We left our horses at a kabak and walked through the squalid streets to the equally squalid railway depot where we parted, almost in silence.
“God be with you,” Mishka growled huskily. His face looked more grim than ever under the poor light of a street-lamp near, and he held my hands in a grip whose marks I bore for a week after.

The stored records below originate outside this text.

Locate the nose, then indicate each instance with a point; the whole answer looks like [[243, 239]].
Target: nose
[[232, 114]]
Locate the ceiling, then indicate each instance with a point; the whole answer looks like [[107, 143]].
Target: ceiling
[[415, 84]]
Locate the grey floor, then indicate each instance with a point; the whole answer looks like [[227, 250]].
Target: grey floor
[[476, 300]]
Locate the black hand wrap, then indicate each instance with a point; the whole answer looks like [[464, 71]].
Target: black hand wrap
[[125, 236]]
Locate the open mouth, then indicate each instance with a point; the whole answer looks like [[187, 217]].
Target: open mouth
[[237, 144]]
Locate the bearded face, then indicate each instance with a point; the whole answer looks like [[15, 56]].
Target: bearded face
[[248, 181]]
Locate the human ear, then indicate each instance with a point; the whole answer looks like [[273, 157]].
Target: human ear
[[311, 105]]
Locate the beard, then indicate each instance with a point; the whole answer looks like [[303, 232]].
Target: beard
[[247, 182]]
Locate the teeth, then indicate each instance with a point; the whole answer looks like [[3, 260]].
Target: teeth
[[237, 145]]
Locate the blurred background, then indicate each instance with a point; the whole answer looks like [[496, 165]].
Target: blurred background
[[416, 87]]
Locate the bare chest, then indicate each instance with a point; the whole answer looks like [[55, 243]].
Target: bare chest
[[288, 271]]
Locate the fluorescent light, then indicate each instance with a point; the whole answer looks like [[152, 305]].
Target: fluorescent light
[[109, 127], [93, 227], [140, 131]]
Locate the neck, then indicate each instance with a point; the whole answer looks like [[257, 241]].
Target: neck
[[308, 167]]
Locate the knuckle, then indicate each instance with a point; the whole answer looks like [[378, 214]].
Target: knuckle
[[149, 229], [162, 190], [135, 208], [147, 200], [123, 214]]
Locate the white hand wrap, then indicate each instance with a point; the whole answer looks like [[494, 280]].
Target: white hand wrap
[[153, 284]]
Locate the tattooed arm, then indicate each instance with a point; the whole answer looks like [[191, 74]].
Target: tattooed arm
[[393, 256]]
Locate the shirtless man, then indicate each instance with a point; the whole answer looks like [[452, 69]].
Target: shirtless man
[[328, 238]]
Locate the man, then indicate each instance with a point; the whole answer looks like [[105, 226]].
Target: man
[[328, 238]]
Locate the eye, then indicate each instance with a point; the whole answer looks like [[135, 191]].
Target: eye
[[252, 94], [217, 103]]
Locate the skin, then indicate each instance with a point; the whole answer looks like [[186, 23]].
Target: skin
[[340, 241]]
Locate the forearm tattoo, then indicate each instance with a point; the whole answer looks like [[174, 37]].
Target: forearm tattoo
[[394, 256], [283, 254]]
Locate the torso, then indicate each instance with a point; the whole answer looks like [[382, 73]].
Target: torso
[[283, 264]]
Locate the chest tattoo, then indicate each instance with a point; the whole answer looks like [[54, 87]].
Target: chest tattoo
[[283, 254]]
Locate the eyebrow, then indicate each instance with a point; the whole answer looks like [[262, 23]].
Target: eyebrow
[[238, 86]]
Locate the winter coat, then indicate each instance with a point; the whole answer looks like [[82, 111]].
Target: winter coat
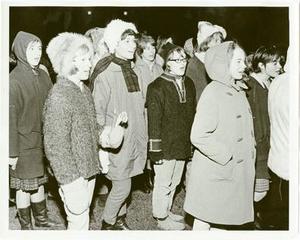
[[28, 89], [221, 182], [71, 132], [146, 76], [111, 98], [258, 100], [278, 100], [170, 118], [196, 71]]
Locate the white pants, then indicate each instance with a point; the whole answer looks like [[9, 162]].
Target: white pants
[[77, 198], [167, 177]]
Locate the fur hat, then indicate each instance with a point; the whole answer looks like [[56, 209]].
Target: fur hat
[[206, 29], [62, 48], [113, 32]]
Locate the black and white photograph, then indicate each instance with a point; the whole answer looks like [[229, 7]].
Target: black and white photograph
[[163, 119]]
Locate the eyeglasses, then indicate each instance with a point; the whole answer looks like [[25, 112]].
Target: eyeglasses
[[181, 60]]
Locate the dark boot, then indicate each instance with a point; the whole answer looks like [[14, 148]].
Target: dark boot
[[121, 223], [107, 226], [24, 215], [40, 215]]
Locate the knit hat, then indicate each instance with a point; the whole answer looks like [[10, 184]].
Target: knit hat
[[166, 50], [189, 47], [217, 62], [21, 43], [62, 49], [113, 32], [206, 29]]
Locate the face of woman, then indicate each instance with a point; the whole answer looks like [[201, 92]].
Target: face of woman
[[177, 63], [237, 64], [82, 62], [216, 40], [272, 69], [149, 53], [34, 53], [126, 48]]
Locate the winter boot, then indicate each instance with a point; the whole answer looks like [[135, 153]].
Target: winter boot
[[40, 215], [24, 215]]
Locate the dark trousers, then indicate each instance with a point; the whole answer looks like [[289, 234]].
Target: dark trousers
[[275, 206]]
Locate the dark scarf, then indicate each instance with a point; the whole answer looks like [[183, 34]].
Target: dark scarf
[[130, 77]]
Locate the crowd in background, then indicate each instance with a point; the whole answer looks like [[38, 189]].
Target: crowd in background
[[124, 104]]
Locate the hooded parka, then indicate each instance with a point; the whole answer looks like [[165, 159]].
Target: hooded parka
[[220, 188], [28, 89]]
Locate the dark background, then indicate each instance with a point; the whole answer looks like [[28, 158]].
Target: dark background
[[251, 26]]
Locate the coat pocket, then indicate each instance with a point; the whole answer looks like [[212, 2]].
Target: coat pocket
[[30, 140], [222, 172]]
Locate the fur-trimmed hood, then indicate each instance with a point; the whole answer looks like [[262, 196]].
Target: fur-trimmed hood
[[62, 48], [113, 32], [21, 43]]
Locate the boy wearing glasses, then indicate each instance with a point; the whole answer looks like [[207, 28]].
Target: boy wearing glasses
[[171, 107]]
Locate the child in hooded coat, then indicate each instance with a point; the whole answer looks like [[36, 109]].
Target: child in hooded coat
[[220, 188], [28, 89]]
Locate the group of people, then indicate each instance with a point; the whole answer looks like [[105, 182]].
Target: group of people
[[121, 106]]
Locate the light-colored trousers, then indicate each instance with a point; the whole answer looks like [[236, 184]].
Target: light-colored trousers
[[116, 201], [77, 197], [167, 178]]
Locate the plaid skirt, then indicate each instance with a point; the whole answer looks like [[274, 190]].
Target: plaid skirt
[[27, 184]]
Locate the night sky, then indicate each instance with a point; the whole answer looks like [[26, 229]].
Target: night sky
[[250, 26]]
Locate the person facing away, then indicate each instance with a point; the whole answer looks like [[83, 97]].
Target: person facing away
[[220, 187], [278, 159], [28, 89], [208, 35], [263, 66], [171, 107]]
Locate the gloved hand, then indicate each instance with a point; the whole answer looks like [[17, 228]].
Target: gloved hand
[[13, 162], [258, 196], [104, 161]]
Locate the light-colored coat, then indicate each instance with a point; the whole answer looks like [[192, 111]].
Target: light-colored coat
[[220, 188], [111, 98]]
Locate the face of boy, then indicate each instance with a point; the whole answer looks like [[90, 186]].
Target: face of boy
[[82, 62], [237, 65], [126, 48], [149, 52], [272, 69], [34, 53], [177, 64]]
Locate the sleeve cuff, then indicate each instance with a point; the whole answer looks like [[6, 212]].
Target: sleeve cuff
[[261, 185], [155, 145]]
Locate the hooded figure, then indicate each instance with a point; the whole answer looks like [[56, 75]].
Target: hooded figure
[[220, 188], [28, 89], [116, 89]]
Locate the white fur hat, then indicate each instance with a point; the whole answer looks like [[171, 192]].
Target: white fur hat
[[206, 29], [62, 48], [113, 32]]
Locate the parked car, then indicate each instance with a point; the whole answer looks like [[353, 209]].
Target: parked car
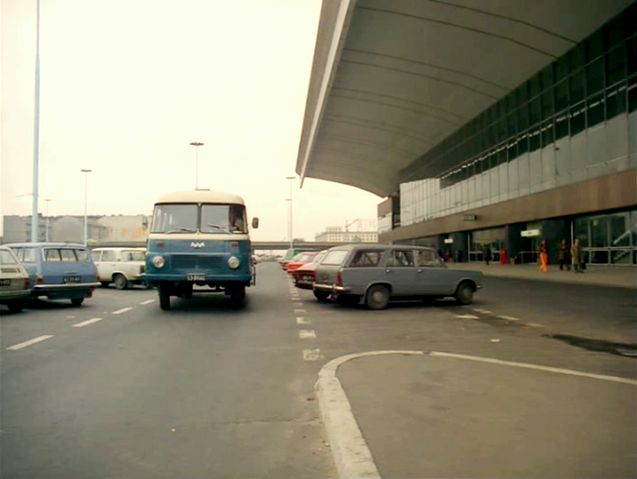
[[378, 273], [58, 270], [14, 281], [303, 276], [301, 259], [120, 266]]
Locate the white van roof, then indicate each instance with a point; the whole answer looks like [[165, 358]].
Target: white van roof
[[200, 196]]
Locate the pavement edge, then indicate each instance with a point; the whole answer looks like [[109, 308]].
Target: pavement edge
[[352, 457]]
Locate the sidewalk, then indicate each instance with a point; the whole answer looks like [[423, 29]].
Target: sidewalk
[[409, 414], [615, 276]]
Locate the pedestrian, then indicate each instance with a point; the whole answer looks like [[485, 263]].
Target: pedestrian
[[487, 254], [544, 257], [576, 256], [562, 255]]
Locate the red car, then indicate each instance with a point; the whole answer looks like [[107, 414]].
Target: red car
[[304, 275], [300, 259]]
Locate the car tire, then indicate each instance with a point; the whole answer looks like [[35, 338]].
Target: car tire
[[164, 298], [464, 293], [377, 297], [321, 296], [120, 281], [15, 306]]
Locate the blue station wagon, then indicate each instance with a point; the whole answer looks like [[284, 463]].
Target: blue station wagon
[[378, 273], [58, 270]]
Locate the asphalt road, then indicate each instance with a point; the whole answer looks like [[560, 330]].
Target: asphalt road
[[208, 391]]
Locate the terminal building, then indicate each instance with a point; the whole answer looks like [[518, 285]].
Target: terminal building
[[489, 123]]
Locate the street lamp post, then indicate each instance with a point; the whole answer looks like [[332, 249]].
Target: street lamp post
[[47, 200], [290, 229], [196, 144], [86, 172]]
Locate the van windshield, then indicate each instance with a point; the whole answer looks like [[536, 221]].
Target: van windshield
[[214, 218]]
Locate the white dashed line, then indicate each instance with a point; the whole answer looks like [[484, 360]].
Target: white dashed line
[[307, 334], [28, 343], [87, 322], [508, 318], [311, 354]]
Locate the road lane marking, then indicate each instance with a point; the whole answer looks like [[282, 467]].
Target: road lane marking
[[311, 354], [87, 322], [307, 334], [508, 318], [28, 343], [536, 367]]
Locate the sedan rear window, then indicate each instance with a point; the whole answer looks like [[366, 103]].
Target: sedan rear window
[[335, 257]]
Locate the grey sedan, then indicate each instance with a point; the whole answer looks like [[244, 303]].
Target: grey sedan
[[378, 273]]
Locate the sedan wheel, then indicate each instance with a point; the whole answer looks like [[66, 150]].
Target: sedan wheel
[[377, 297]]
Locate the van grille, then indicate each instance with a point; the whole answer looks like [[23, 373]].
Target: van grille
[[191, 262]]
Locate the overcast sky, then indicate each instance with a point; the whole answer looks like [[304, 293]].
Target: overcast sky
[[126, 85]]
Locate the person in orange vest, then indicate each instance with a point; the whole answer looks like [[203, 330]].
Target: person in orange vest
[[544, 257]]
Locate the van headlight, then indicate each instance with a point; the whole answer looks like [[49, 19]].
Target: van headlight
[[159, 262], [233, 262]]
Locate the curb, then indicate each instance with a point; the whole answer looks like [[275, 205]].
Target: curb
[[352, 457]]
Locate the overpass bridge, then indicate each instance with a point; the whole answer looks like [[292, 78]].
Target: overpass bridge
[[256, 245]]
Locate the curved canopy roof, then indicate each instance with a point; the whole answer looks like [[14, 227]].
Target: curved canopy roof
[[393, 78]]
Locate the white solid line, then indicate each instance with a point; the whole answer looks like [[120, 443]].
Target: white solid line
[[87, 322], [508, 318], [30, 342], [307, 334], [537, 367], [311, 354]]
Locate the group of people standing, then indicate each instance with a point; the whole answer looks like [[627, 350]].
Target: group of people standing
[[571, 256]]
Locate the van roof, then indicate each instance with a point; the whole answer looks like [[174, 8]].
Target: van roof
[[200, 196]]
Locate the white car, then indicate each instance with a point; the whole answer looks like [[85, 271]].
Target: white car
[[120, 266], [14, 281]]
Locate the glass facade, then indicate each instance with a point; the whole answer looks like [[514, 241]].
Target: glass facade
[[575, 120], [609, 238]]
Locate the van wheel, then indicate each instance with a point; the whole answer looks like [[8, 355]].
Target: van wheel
[[238, 296], [321, 296], [464, 293], [377, 297], [164, 298], [120, 281]]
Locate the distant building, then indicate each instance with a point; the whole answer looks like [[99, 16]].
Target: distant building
[[365, 231]]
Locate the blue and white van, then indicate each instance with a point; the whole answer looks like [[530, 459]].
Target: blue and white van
[[199, 238], [58, 270]]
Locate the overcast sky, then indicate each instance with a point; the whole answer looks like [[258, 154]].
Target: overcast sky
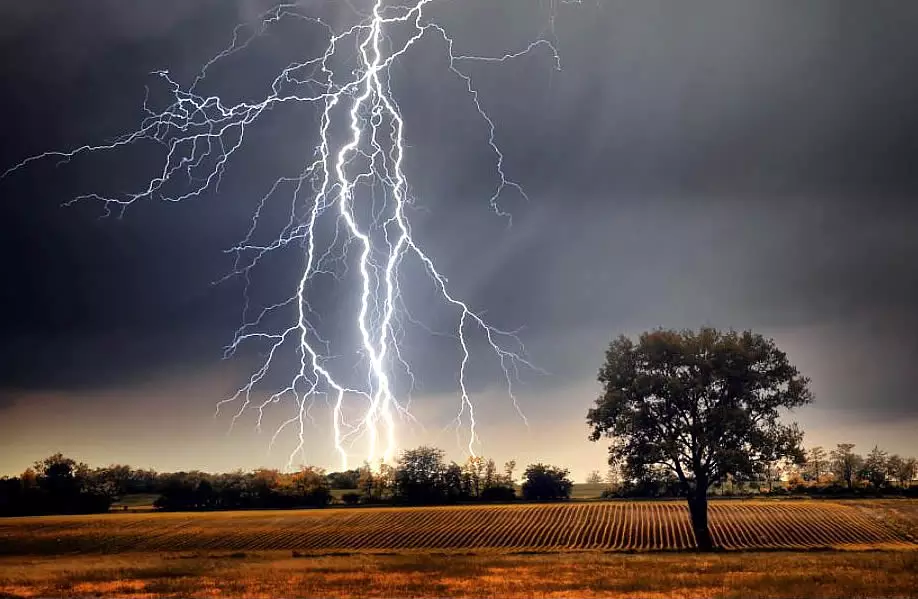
[[737, 164]]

He strode heavily away, never once looking back, and I turned into the depot, where I found the entrance, the ticket office, and the platform guarded by surly, unkempt soldiers with fixed bayonets. I lost count of the times I had to produce my passport; and turned a deaf ear to the insults lavished upon me by most of my interlocutors. I thought I had better resume my pretended ignorance of Russian and trust to German to carry me through, as it did. I was allowed to board one of the cars at last; they were filthy, lighted only by a candle here and there, and crowded with refugees of all classes. I was lucky to get in at all, and, though all the cars were soon crammed to their utmost capacity, it was an hour or more before the train started. Then it crawled and jolted through the darkness at a pace that I reckoned would land us at Alexandrovo somewhere about noon next day,—if we ever got there at all.
But the indescribable discomforts of that long night journey at least prevented anything in the way of coherent thought. I look back on it now as a blank interval; a curtain dropped at the end of a long and lurid act in the drama of life.
At Alexandrovo more soldiers, more hustling, more interrogations; then the barrier, and beyond,—freedom!
I’ve a hazy notion that I arrived at a big, well-lighted station, and was taken possession of by some one who hustled me into a cab; but the next thing I remember clearly was waking and finding myself in bed,—a nice clean bed, with a huge down pillow affair on top,—in a big well-furnished room. That down affair—I couldn’t remember the name of it for the moment—and the whole aspect of the room showed that I was in a German hotel; though how I got there I really couldn’t remember. I rang the bell; my hand felt so heavy that I could scarcely lift it as far, and it looked curiously thin, with blue marks, like faint bruises on it, and the veins stood out.
A plump, comfortable looking woman, in a nurse’s uniform, bustled in; and beamed at me quite affectionately.
“Now, this is better! Yes, I said it would be so!” she exclaimed in German. “You feel quite yourself again, but weak,—yes, that is only to be expected—”
“Will you be so good as to tell me where I am?” I asked, as politely as I knew how; staring at her, and wondering if I’d ever seen her before.
“Oh, you men! No sooner do you find your tongue and your senses than you begin to ask questions! And yet you say it is women who are the talkers!” she answered, with a kind of ponderous archness. “You are at the Hotel Reichshof to be sure; and being well taken care of. The head?” she touched my forehead with her firm, cool fingers. “It hurts no more? Ah, it has healed beautifully; I did well to remove the strappings yesterday. There will be a scar, yes, but that cannot be helped. And now you are hungry? Ah, we will soon set that right! It is as I said, though even the doctor would not believe me. The wounds are nothing,—so to speak; the exhaustion was the mischief. You came through from Russia? What times they are having there! You were fortunate to get through at all. Yes, you are a very fortunate man, and an excellent patient; therefore you shall have some breakfast!”